Two competing beach vendors offer similar products at similar prices. They can set up their shops wherever they want along the beach. Beachgoers will buy from whichever is closer to them. What is the ideal location for each?
Let the beach be a straight line from 0 to 1, and the shops are somewhere along that line. There are infinite positions for each, and let’s check one of the realisations.
Vendor 1 (V1) gets all businesses on the left side of location V1 and part of the space between V1 and V2. This is marked by the colour red. Vendor 2 (V2) receives all the right and part of the left. The colour green marks this.
Imagine V1 gets into the middle. It acquires at least 50% of the business (the space on the left of V1) and possibly more, depending on where V2 is. Note that V2 can be anywhere on the right of V1.

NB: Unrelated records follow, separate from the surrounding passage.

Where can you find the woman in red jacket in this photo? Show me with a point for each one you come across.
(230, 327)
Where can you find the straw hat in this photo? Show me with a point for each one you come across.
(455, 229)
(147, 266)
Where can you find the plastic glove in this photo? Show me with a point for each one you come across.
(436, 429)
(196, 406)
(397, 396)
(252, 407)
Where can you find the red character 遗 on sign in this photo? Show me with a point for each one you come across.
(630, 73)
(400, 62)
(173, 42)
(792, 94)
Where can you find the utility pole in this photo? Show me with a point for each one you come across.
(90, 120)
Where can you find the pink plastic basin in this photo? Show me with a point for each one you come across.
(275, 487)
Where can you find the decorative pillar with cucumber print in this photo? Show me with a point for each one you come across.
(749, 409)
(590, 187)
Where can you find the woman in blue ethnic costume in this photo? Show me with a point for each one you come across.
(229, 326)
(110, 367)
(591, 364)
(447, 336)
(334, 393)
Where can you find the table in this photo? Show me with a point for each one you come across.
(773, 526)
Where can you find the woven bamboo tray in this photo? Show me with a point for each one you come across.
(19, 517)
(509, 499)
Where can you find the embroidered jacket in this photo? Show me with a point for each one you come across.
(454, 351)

Therefore, V1 is always guaranteed a strategy to get at least half of the business regardless of what V2 does. The same should be true for V2, which can also guarantee half of the business by posting in the centre. Mathematically,
V1 >/= 1/2
V2 >/= 1/2
V1 + V2 = 1
These three equations imply that V1 = V2 = 1/2. This is only possible if they are in the same position or are equidistant from the centre.
If the above is a possibility, then V1 can move towards the right to increase its business. The same is possible if both are in the same location anywhere but in the centre. If they are both located at the centre, they are in Nash equilibrium. If either one moves anywhere else, it will cause some business to lose.